Federal Crop Insurance Corp. v. Merrill

332 U.S. 380 (1947)

Facts

D is a wholly Government-owned enterprise, created by the Federal Crop Insurance Act, as an 'agency of and within the Department of Agriculture.' D is empowered 'to insure producers of wheat against loss in yields due to unavoidable causes, including drought. D promulgated its Wheat Crop Insurance Regulations, which were duly published in the Federal Register on February 7, 1945. P applied locally for insurance. They were planting 460 acres of spring wheat and that on 400 of these acres they were reseeding on winter wheat acreage.
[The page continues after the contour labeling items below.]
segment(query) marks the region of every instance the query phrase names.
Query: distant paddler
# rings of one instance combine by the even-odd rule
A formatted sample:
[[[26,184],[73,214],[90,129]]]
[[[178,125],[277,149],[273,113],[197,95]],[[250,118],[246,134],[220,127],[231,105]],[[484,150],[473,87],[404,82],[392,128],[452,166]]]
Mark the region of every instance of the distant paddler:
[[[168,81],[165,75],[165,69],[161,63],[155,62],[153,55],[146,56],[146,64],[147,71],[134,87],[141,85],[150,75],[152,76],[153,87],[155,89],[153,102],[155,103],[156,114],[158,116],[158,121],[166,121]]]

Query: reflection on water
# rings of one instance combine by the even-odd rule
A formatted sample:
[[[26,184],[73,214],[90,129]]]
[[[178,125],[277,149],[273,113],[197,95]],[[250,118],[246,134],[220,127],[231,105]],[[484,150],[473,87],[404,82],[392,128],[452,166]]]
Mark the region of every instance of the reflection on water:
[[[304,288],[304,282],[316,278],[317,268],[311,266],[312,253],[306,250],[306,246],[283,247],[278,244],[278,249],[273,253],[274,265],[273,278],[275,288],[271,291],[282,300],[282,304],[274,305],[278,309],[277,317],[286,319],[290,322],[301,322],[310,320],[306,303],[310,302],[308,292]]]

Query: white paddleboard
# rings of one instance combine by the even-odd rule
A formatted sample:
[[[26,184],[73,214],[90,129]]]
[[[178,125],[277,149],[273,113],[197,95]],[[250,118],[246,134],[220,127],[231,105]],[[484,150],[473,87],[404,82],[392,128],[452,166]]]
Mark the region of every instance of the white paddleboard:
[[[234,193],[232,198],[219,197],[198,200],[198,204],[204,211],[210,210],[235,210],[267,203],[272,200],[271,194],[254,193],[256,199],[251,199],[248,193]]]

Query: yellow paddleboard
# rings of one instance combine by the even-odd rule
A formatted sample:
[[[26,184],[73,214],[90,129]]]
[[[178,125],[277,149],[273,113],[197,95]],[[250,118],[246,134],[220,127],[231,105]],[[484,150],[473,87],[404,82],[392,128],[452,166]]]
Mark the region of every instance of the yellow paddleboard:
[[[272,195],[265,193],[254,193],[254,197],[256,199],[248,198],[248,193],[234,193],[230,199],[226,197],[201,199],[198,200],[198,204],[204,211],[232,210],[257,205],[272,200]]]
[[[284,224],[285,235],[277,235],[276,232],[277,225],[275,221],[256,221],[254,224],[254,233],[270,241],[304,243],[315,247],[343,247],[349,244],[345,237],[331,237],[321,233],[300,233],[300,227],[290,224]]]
A local Committee advised Ps that the entire crop was insurable, and recommended to the D's Denver Branch Office acceptance of the application. The formal application itself did not disclose that any part of the insured crop was reseeded. D accepted the application. Most of P's crop was destroyed by drought. D refused to pay the loss when it discovered that most of the crop had been reseeded. P sued D. It was determined at trial that D had no actual knowledge of the Regulations, insofar as they precluded insurance for reseeded wheat, and that they had in fact been misled by D's agent into believing that spring wheat reseeded on winter wheat acreage was insurable by D.  P got the verdict and the Supreme Court of Idaho affirmed. The courts held that since the knowledge of the agent of a private insurance company, under the circumstances of this case, would be attributed to, and thereby bind, a private insurance company, the D is equally bound. D appealed.